Kısa süre önce Fransa ve Cezayir arasındaki diplomatik ilişkilerde kopuş yaşandı. Cezayir, hava sahasını Fransa’nın savaş uçaklarına kapattı. Cezayir’in bağımsızlığına kavuştuğu 1962 yılından beri iki ülke arasında ilk defa bu kadar sert rüzgârlar esiyor. Bu kararın ilk gerekçesi Fransa’nın Cezayir vatandaşlarına uyguladığı vize rejimini giderek zorlaştırmasıydı. Fakat çatışmanın arka planındaki gerçek neden Fransa Cumhurbaşkanı Emmanuel Macron’un diliyle ifadesini buldu. Derinlerdeki sorun, Fransızların Cezayir’de uyguladığı soykırımın sorumluluğunu kabul etmeye yanaşmaması ve üstünlükçü üslubunu devam ettirmesiydi. Şöyle demişti Macron: “Cezayir’in bir ulus olarak inşası, izlenmesi gereken bir fenomendir. Fransız sömürgesinden önce Cezayir ulusu var mıydı? Soru bu. Türkiye’nin Cezayir’de oynadığı rolü ve kurduğu hâkimiyeti tamamen unutturabilmesi beni büyüledi ve tek sömürgecinin Fransa olduğunu açıklamak, bu harika. Cezayirliler buna inanıyor. Resmî tarih Türkiye’nin propagandasının etkisiyle yeniden yazılarak, Fransa’ya düşmanlık üzerine inşa ediliyor.”

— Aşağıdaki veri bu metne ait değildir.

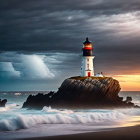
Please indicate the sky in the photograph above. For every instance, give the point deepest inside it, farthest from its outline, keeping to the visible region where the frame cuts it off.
(41, 41)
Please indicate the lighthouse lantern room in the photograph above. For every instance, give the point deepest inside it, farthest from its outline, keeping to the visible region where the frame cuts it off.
(87, 68)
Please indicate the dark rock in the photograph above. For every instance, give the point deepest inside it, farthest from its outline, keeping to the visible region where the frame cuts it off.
(81, 92)
(3, 102)
(128, 99)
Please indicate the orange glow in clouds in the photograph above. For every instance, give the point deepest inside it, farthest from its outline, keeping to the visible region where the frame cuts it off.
(128, 82)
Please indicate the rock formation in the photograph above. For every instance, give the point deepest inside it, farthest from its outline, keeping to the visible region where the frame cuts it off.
(3, 102)
(81, 92)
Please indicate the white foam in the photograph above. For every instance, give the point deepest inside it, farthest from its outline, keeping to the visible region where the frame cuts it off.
(54, 116)
(17, 93)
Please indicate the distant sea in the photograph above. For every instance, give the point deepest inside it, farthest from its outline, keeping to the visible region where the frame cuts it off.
(16, 122)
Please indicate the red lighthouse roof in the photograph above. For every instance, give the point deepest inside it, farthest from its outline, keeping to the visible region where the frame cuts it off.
(87, 44)
(87, 41)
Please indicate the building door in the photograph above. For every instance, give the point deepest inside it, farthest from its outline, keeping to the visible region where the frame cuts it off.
(88, 74)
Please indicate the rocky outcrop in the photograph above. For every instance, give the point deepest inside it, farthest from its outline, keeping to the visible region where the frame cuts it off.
(3, 102)
(81, 92)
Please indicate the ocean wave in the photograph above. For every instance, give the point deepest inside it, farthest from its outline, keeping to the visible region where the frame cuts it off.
(54, 116)
(9, 107)
(17, 93)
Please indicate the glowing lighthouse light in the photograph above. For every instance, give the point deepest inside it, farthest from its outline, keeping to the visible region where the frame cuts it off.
(87, 68)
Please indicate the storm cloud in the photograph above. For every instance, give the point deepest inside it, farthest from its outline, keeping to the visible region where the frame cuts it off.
(51, 33)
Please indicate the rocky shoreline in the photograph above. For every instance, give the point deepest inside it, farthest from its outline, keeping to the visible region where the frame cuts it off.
(82, 92)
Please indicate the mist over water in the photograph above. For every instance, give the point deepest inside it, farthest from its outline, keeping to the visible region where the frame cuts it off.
(19, 123)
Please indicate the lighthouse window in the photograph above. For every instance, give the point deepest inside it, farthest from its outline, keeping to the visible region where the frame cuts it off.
(88, 66)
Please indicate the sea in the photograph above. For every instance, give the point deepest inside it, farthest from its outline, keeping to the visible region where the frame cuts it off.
(17, 122)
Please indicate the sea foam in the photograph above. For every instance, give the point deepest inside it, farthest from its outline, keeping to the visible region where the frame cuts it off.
(22, 120)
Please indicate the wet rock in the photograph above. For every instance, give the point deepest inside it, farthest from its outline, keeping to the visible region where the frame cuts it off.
(82, 92)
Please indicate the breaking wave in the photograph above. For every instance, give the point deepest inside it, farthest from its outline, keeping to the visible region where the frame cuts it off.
(53, 116)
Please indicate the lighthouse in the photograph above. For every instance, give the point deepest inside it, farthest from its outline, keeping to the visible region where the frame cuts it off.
(87, 68)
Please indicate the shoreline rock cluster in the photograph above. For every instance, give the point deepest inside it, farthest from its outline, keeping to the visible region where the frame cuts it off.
(82, 92)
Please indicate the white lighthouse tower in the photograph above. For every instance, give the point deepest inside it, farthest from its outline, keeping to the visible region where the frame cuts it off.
(87, 68)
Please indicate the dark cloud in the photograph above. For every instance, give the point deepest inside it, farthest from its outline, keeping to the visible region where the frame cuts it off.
(54, 30)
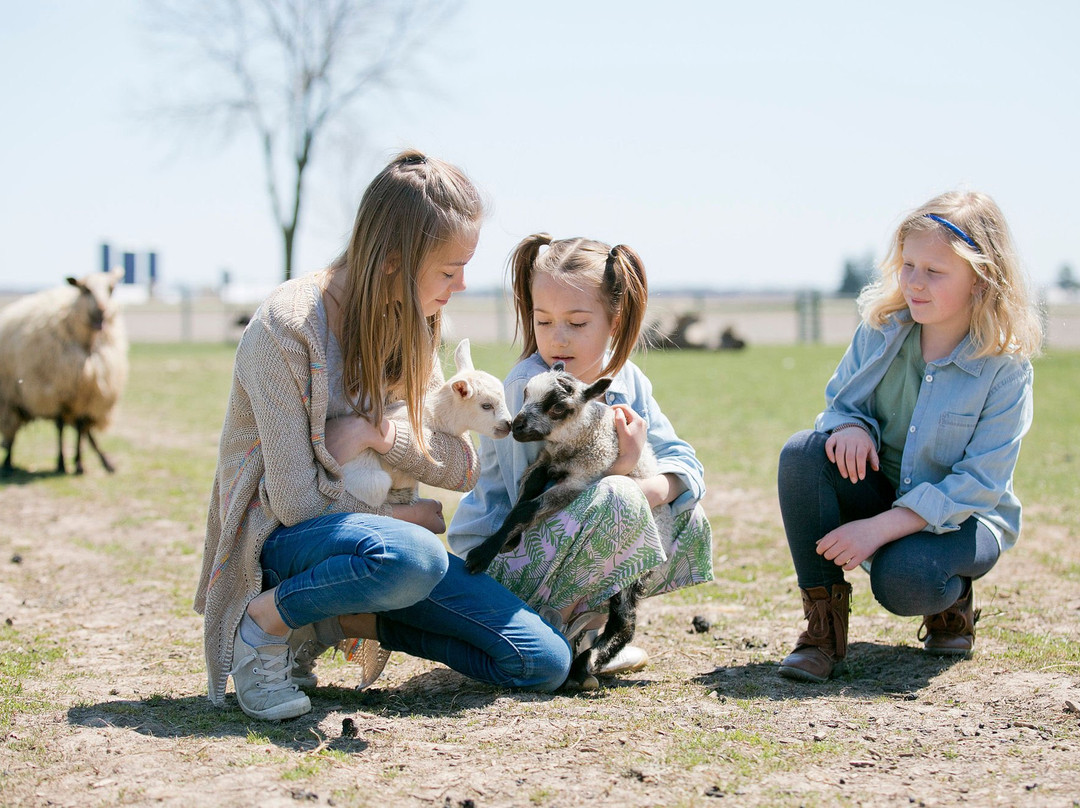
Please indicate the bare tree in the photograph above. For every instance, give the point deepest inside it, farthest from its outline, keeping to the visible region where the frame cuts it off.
(289, 69)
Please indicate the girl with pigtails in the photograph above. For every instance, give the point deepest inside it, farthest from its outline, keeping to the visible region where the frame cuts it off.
(582, 303)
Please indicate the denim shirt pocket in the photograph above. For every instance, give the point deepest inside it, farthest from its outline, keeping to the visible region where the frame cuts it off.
(953, 436)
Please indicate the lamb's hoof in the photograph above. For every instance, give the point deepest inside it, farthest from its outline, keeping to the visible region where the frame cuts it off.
(474, 565)
(588, 684)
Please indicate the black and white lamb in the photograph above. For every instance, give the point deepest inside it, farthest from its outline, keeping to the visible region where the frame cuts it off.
(580, 447)
(63, 357)
(470, 400)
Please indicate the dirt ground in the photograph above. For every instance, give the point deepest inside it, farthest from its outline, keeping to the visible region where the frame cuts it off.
(115, 709)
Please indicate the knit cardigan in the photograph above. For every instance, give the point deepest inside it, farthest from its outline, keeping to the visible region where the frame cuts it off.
(273, 468)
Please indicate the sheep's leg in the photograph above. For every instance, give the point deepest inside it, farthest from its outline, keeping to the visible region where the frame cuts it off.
(61, 466)
(93, 444)
(7, 468)
(83, 427)
(618, 632)
(482, 555)
(522, 515)
(531, 486)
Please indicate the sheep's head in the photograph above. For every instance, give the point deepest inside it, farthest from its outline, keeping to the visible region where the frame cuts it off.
(481, 403)
(95, 297)
(553, 404)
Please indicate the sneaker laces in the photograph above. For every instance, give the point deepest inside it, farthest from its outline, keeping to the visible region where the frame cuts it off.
(275, 674)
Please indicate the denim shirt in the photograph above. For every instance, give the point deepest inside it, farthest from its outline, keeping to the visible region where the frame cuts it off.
(966, 430)
(503, 461)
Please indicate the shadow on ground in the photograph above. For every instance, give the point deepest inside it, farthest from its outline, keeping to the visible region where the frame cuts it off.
(872, 670)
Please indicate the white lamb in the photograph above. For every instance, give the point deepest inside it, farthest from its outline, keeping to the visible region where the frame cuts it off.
(63, 357)
(470, 399)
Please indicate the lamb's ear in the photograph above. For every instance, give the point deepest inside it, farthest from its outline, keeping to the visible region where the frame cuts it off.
(597, 388)
(462, 357)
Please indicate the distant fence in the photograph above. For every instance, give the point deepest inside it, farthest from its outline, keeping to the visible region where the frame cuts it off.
(487, 318)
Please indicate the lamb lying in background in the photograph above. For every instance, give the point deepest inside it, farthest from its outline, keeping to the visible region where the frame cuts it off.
(580, 446)
(63, 357)
(470, 399)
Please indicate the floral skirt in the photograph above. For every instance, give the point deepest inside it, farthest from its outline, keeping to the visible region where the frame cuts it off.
(604, 541)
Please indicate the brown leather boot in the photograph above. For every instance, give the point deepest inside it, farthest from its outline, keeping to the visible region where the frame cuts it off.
(952, 632)
(822, 647)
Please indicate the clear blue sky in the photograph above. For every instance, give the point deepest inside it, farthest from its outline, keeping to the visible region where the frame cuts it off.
(734, 145)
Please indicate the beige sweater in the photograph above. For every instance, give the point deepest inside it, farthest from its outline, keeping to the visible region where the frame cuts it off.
(273, 467)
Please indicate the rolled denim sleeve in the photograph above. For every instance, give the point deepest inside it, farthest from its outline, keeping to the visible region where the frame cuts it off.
(674, 455)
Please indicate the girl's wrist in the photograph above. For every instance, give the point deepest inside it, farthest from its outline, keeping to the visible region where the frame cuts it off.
(849, 426)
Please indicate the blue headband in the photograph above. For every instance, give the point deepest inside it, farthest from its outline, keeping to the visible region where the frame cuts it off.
(971, 242)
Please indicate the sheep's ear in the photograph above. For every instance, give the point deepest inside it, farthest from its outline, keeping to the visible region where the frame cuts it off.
(462, 357)
(597, 388)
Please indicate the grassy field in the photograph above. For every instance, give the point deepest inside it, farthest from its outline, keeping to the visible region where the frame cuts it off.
(102, 652)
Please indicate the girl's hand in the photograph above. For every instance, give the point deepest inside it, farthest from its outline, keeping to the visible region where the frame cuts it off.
(423, 512)
(849, 448)
(633, 434)
(850, 544)
(662, 488)
(350, 434)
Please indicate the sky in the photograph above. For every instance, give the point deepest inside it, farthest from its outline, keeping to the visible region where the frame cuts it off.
(734, 146)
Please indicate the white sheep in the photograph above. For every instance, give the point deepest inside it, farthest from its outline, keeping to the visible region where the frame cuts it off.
(63, 357)
(470, 399)
(580, 447)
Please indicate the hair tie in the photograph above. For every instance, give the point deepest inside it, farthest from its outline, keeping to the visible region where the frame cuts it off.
(610, 278)
(971, 242)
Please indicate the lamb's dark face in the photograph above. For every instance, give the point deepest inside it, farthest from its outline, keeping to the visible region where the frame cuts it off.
(553, 401)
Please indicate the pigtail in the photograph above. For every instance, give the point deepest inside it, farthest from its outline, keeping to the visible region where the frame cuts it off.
(626, 288)
(522, 264)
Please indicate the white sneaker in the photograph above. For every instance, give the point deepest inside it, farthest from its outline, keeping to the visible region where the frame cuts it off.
(264, 683)
(307, 649)
(629, 659)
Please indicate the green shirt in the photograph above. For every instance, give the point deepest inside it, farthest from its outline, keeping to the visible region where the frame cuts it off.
(894, 401)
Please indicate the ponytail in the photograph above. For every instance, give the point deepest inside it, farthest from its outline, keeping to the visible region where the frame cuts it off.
(522, 265)
(626, 295)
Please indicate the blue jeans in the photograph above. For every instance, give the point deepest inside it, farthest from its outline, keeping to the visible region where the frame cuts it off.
(426, 603)
(921, 574)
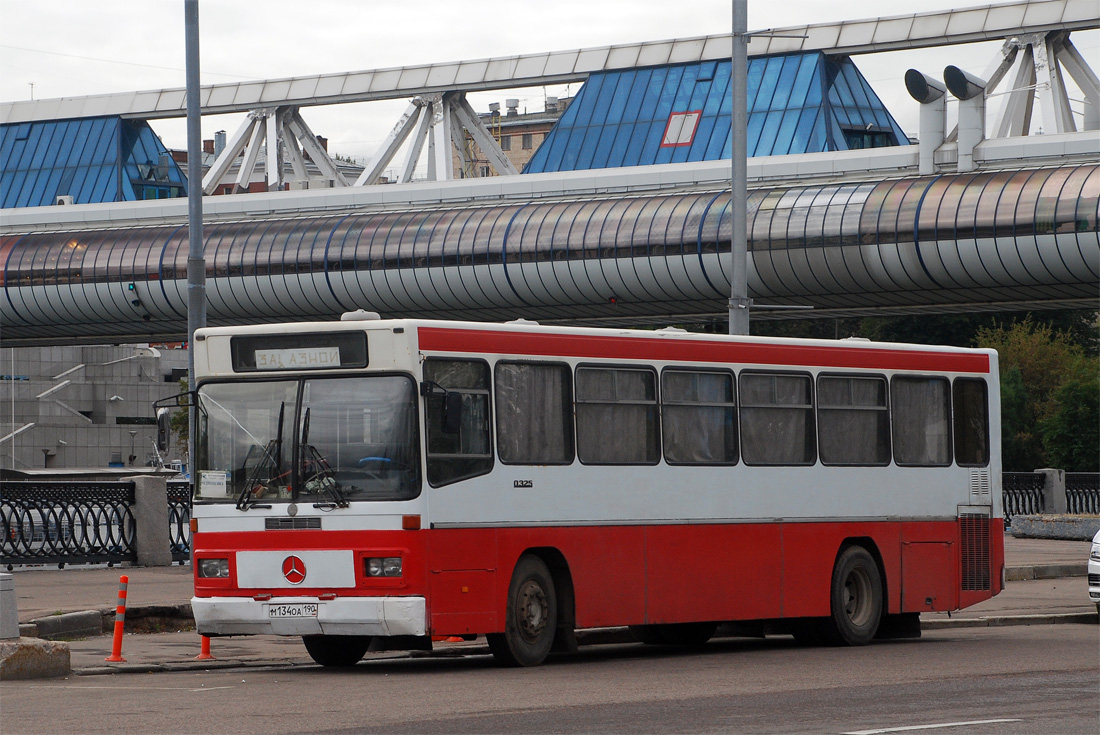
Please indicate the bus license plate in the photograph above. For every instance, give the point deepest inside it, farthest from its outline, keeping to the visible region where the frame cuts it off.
(298, 610)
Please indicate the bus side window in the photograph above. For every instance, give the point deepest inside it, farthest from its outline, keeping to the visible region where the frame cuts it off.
(921, 420)
(853, 421)
(534, 413)
(971, 421)
(469, 452)
(700, 417)
(617, 420)
(777, 419)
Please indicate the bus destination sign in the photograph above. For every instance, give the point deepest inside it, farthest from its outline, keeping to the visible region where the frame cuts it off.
(299, 351)
(310, 358)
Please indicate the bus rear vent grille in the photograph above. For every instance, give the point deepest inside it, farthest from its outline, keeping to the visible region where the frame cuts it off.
(292, 524)
(975, 531)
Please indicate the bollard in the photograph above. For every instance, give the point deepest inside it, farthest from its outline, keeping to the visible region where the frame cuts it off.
(120, 617)
(205, 650)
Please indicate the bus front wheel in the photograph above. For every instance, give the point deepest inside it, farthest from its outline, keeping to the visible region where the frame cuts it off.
(530, 616)
(856, 600)
(339, 651)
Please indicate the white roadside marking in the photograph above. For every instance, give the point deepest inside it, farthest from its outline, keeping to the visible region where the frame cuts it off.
(942, 724)
(151, 689)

Macron’un, Osmanlı İmparatorluğu’na yönelik ithamları sömürgecilik literatürünün ortaya koyduğu parametreleri karşılayamadığından mesnetsiz, sığ ve politik bir çerçevede kalacaktır elbette. Fakat Fransa’nın, “Cezayir’in uluslaşmasına yaptığı katkı”, hatta “Fransa olmasaydı, Cezayir diye bir ülke olmazdı” anlamına gelecek açıklamalar, iki ülkenin tarihi algılamasını yeniden tartıştıracak düzeyde önemlidir. Orta ve uzun vadede ikili ilişkilerin değişime uğrayacağını söylemeye lüzum yok. Fransa, sömürgecilik döneminde istilâ ve vahşetlerine gerekçe olarak sunduğu “medenileştirici misyon” söyleminin uzantısı olarak üstünlükçü dilini sömürge sonrasında da hep muhafaza etti. Dolayısıyla Macron’un çıkışı “aykırı” olarak nitelenemez.
Fransa’nın sömürgeci barbarlığını en acımasız ve yoğun şekilde sergilediği ülke olan Cezayir, sömürgecilik olgusunun genel manada en karakteristik kurbanıdır da. Cezayir’in şehirleri ve kırsalı işgalin gerçekleştiği 1830 senesinden itibaren 132 yıl boyunca en kanlı saldırılar ve katliamların hedefi olmuştur. Bir ulus inşa etmeyi bir kenara bırakalım, Fransa yalnızca gösterdiği fiziksel vahşetle değil, Cezayir’in etnik, dinî, kültürel kimliğini doğrudan hedef alarak da bu halkı yok etme niyetini sonuna kadar göstermiştir. Buna mukabil Cezayir’in bir millet olarak kendisini inşa süreci, Ulusal Kurtuluş Cephesi’nin (FLN) Fransa’ya karşı bağımsızlık savaşını ilan ettiği 1 Kasım 1954 tarihinde başlamıştır. Fransa’nın böylesi bir inşa sürecine yegâne katkısı ancak “istiklalin kendisinden söküp alınacağı düşman” sıfatıyla savaşta yer almasıdır.
Fransız düşünür Edgar Morin’e göre modern Batı sömürgeciliğinde medeniyet ve barbarlık birlikte hareket etmiş, hatta medeniyet denilen olguyu barbarlık tetiklemiş ve doğurmuştur. Kasım ayında filizlenen Cezayir bağımsızlık mücadelesi sekiz yıllık bir savaş döneminin ardından kesin bir zafer kazandı. Ancak Fransa’nın sömürgecilikten kalma söylem ve pratikleri bütünüyle sona ermedi. Morin’in sözünü ettiği barbarlığın boyutlarını hatırlamak ve yeniden ele almak, Fransa’nın Cezayir’e yönelik resmî ve siyasî söyleminin bir illüzyondan ibaret olduğunu bir kez daha ortaya koyacaktır.